Retail Sales, Factory Data Show Growing Pains for U.S. Recovery

retail
A retail employee adjusts a store mannequin. Photo: Bloomberg.
June 16, 2021
Bloomberg

An onslaught of economic reports on Tuesday added to evidence of a U.S. recovery in full swing, yet one experiencing growing pains.

While retail sales in May fell more than forecast, Americans may simply be shifting more of their spending to services such as travel and entertainment. The government’s report also showed merchant receipts were stronger than previously reported during the prior two months, when stimulus checks powered demand.

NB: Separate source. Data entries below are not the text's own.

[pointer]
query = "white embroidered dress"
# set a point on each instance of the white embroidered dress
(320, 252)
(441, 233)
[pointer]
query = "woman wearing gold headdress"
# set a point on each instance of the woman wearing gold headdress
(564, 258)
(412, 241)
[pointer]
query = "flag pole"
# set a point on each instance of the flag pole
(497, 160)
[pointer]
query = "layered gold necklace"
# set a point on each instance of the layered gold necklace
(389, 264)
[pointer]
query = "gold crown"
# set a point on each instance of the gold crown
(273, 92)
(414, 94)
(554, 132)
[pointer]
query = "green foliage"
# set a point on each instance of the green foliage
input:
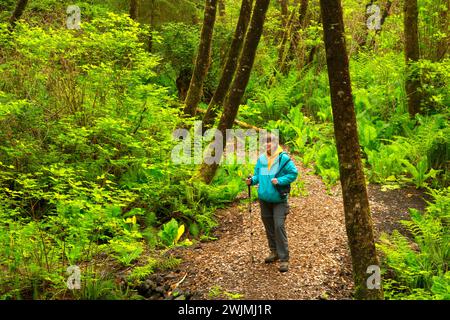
(418, 268)
(171, 232)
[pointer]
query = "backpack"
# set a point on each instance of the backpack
(282, 190)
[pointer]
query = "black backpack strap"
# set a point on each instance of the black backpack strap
(279, 162)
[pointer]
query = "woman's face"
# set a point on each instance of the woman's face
(270, 147)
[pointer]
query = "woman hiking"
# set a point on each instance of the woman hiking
(274, 172)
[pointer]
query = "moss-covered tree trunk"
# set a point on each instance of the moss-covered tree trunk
(358, 220)
(134, 9)
(412, 83)
(203, 59)
(17, 14)
(240, 81)
(284, 39)
(299, 24)
(284, 9)
(230, 65)
(222, 10)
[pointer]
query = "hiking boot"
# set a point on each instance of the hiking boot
(271, 258)
(284, 266)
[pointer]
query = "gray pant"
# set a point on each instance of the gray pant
(273, 216)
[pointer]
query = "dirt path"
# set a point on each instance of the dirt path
(320, 262)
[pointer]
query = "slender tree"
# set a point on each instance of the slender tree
(230, 65)
(442, 45)
(284, 39)
(17, 14)
(284, 9)
(412, 82)
(239, 84)
(222, 11)
(299, 24)
(134, 9)
(203, 59)
(356, 205)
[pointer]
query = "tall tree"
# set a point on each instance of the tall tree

Other data showed factory output last month was stronger than projected, helped by a rebound in auto production that remains beset by supply constraints and longer lead times.

Demand from consumers and businesses alike has flourished as the nation emerges from the pandemic and social activity picks up. At the same time, it’s caught producers and service providers off guard, leading to supply shortages for both materials and labor.

With demand outstripping capacity, inflationary pressures continue to build against a backdrop of extensive fiscal and monetary support.

A gauge of producer prices rose more than forecast in May, reflecting in part strong gains in margins received by wholesalers and retailers, the Labor Department reported Tuesday.

The Federal Reserve “believes supply chain bottlenecks and resource constraints are not permanent, but the time horizon for when those things will work themselves out is unclear,” FHN Financial economists Chris Low and Will Compernolle said in a note. “Meanwhile, price pressures continue to rise and demand is showing no sign of weakness.”

For their part, Fed officials, who conclude their two-day meeting on Wednesday, will debate whether it’s time to consider a shift in the central bank’s bond buying program because of the economic rebound so far. The Fed has said that the current surge in consumer prices, which jumped 5% in May, will be temporary.

For the last year, demand for goods has been propped up by elevated savings supported by fiscal stimulus, bringing total retail sales well above pre-pandemic levels. The 1.3% decline in May retail sales suggests that as travel picks up and entertainment venues reopen, spending on goods is starting to moderate.

While eight of the 13 major retail categories posted declines in sales receipts last month, a 1.8% increase at restaurants underscored a consumer shift to services spending.

Still, second-quarter consumer spending on merchandise is poised for a solid advance. Retail sales in the three months through May increased at a whopping 57% annualized rate.

The surge in demand has manufacturers struggling to keep pace. Factory output climbed 0.9% in May after a 0.1% April decline, the Fed’s report on Tuesday showed. The gain in factory output included a strong rebound in motor vehicle production and strength in machinery and chemicals.

Steady business investment, resilient consumer spending and a more recent pickup in export demand are all helping to fuel orders growth. When paired with a backdrop of lean inventories, factory output is poised to pick up steam in the months ahead.

Even so, headwinds remain. Producers continue to grapple with shipping delays, unfilled job openings and supply shortages like semiconductors.

The New York Fed’s index of manufacturing in the state showed more moderate growth in June. A gauge of delivery times climbed to a record high, while more factories reported shrinking inventories.